ISLAMTODAY ID—Serangkaian pertemuan tingkat tinggi antara Beijing dan Rusia akan diadakan di Moskow minggu ini akan membahas keamanan dan kerja sama strategis.
Pertemuan tersebut terjadi beberapa hari setelah Presiden Rusia Vladimir Putin menekankan kekuatan hubungan.
“Yang Jiechi, direktur Komisi Urusan Luar Negeri Pusat China dan seorang spesialis dalam urusan Amerika, akan berada di Rusia untuk melakukan pembicaraan selama beberapa hari,” ujar pejabat Beijing hari Ahad (23/5), seperti dilansir dari RT, Senin (24/5).
Setelah Moskow, dia akan mengunjungi Kroasia dan Slovenia sebelum pulang. The South China Morning Post menggambarkan Yang sebagai “ajudan kebijakan luar negeri paling tepercaya dari Presiden Xi Jinping.”

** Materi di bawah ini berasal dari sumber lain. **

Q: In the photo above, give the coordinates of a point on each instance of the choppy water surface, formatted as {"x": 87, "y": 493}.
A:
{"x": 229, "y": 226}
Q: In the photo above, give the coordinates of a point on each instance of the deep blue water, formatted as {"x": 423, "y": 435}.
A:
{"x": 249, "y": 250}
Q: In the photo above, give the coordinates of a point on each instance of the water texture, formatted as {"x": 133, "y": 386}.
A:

Kunjungan tersebut telah ditafsirkan oleh banyak analis Barat sebagai tanda kemitraan yang semakin erat antara negara terpadat di dunia dan negara terbesar di dunia.
Dalam panggilan telepon dengan Xi pekan lalu, Putin memuji kerja sama yang sedang berlangsung antara kedua negara mengenai tenaga nuklir.
Kerja sama tersebut antara lain para ahli Rusia merancang reaktor untuk dua pembangkit listrik tenaga atom yang sedang dibangun di China. Putin mengatakan inisiatif itu “menggerakkan proyek bersama yang benar-benar khas.”
“Kami dapat mengatakan bahwa hubungan Rusia-China telah mencapai level tertinggi dalam sejarah,” tambahnya.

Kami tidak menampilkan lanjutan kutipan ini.